Details of tissue and slide preparation:
CRITERIA FOR DOSE SELECTION: Range finding study was performed using 5.0, 2.5, and 1.0 gram of test material per kg of body weight. Two males and two females were used for each dose group. All animals survived and were sacrificed 24 hours after dosing. bome marrow was removed and slides were prepared. Slides were evaluated for percent of polychromatic erythrocytes in 1000 erythrocytes and for number of micronucleated polychromatic erythrocytes per 1000 polychromatic erythrocytes.

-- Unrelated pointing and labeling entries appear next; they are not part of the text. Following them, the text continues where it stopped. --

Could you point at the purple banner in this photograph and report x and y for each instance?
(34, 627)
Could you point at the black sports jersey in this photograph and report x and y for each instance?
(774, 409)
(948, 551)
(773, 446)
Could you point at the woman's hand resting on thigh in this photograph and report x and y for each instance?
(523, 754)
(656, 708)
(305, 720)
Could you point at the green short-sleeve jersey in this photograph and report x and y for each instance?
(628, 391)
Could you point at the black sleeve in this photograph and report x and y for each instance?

DETAILS OF SLIDE PREPARATION: After sacrifice, both femurs were removed. The bone marrow was then removed and suspended in fetal bovine serum. After the suspension was centrifuged, the pellet was resuspended and smears were prepared (two slides per animal). Slides were labeled with blind coding. Slides were stained using acridine orange. 1000 polychromatic erythrocytes from each animal were examined for the presence of micronuclei, and the ratio of PCE’s to NCE’s determined


METHOD OF ANALYSIS: staining color, and circular appearance and a diameter between 1/20 and 1/5 of the cell's diameter


Statistics:
Statistical analysis included calculation of means and standard deviations of the micronuclei data and a test of equality of group means by a standard one way analysis of variance at each time period. When the ANOVA was significant, comparisons of carrier control to dosed group means were made according to Duncan’s Multiple Range Test. A standard regression analysis was performed to test for a dose response. Residuals from the ANOVA were analyzed for normality by Wilk’s Criterion. The residuals were normally distributed (values were greater than 0.01 level of significance) in more than 25% of the analyses. Therefore nonparametric analysis were not performed. Sexes were analyzed separately

Results and discussion

Test results
Sex:
male/female
Genotoxicity:
negative
Toxicity:
no effects
Vehicle controls validity:
valid
Negative controls validity:
not examined
Positive controls validity:
valid
Additional information on results:
No deaths or clinical signs of toxicity were observed in animals dosed with the test material up to the maximum recommended dose of 5g/kg

Applicant's summary and conclusion

Conclusions:
Interpretation of results: negative
The in vivo micronucleus assay of MRD-89-582 in mice was negative. This finding does not warrant the classification of the test material as a genotoxin under EU GHS guidelines and does not warrant classification under the EU requirements for dangerous substances and preparations.
Executive summary:

MRD-89-582 was examined for its potential to induce chromosomal damage in bone marrow erythrocytes in mice dosed by oral gavage at concentrations of 5.0,2.5, and 1.25 g/kg. Vehicle and positive control animals received corn oil and cyclophosphamide, respectively.  Bone marrow samples were collected and evaluated for micronucleus formation 24, 48 and 72 hours after dosing.  MRD-89-582 did not induce a statistically significant change in the PCE/NCE ratio in any of the test material dose groups when compared to their concurrent vehicle control groups. The positive control material (cyclophosphamide) produced a marked increase in the frequency of micronucleated PCE when compared to the concurrent vehicle control group The test material was considered to be non-genotoxic and non-clastogenic under the conditions of the test. This finding does not warrant the classification of the test material as a genotoxin under EU GHS guidelines and does not warrant classification under the EU requirements for dangerous substances and preparations guidelines.